When God tells me about His commands – how they are important for my life, how they are the lamp to my way, the sacrifice of Jesus gives shows me what those commands are all about. It’s significant that here at the end of the Old Testament revelation of God’s Word, God takes time to remind people about how important His law and commandments are. He says, "Remember the Law of Moses, My servant, which I commanded him in Horeb for all Israel, with the statutes and judgments. Like the other parts of Scripture that address God’s law, it’s abundantly clear. Yet, don’t we look for each opportunity we can do deflect and detract from God’s law? Aren’t we constantly scanning our hearts and minds to find short-cuts and ways out of our divine mandates from the Lord? Does the law really apply? Hasn’t Jesus done away with it? Who’s to say what to believe today? We are constantly attacked, either from outside or from within, to ignore God’s commandments. But He clearly says – “Remember them.” Jesus gives meaning to my understanding of God’s law.
And when God says that He will send Elijah, who we know to be John the Baptist, the sacrifice of Jesus allows me to trust and believe – even if I didn’t see it with my eyes. For us, this may be an easy one. We can read in the New Testament where Jesus quotes this very verse and tells us that it was speaking of the coming of John the Baptist, the Forerunner of the Savior’s’ birth. From our perspective, it seems to be little more than a temporary Biblical exercise of examining cross-references. But, don’t miss the bigger lesson here. It’s more than an academic exercise, it’s a reminder of the lifeblood of our faith in Jesus. Who this Elijah is may not be a question anymore, but there are still plenty of things that God promises to us that we must wait for by faith. The same exercise and the same process at play with different details.

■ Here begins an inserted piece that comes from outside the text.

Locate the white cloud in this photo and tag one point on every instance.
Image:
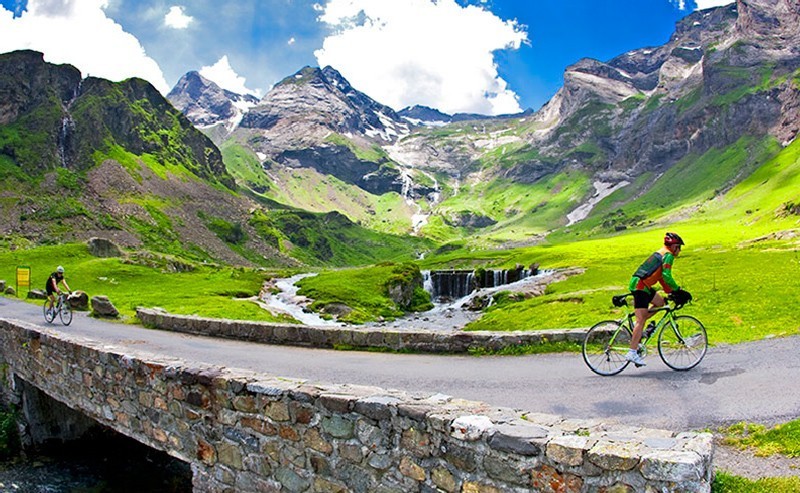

In fact, most moments of prayer model this very thing. Remember when Jesus taught the parable of the persistent widow? The lesson was, God’s answer in prayer may not always be immediate or what you expect. Prepare to wait upon Him by faith. The sacrifice of Jesus gives meaning to the practice of my faith today – either being led closer and closer to Jesus by trusting His Word, or drifting further by charting my own path of feeling and expectation.
Sometimes you have to take a few steps back and see the big picture, in order to appreciate the beauty of God’s work. That’s what we do in Advent, as we study the texts of God’s Word that foretold the birth of our Savior and the many accomplishments that God won through His work and name. These texts are more than mere history lessons. In a much greater way they are the enduring manner by which the Holy Spirit prepares and equips us to receive Jesus. On the surface, simplistically, we may have plenty of reasons to resist God’s Word. Take individually, the areas of our faith may seem common. But, take them as a whole, and in view of the curse of sin upon Jesus for us, and the Lord’s beauty shines forth. Let that be the Holy Spirit’s work among us today and always through His Word. Amen.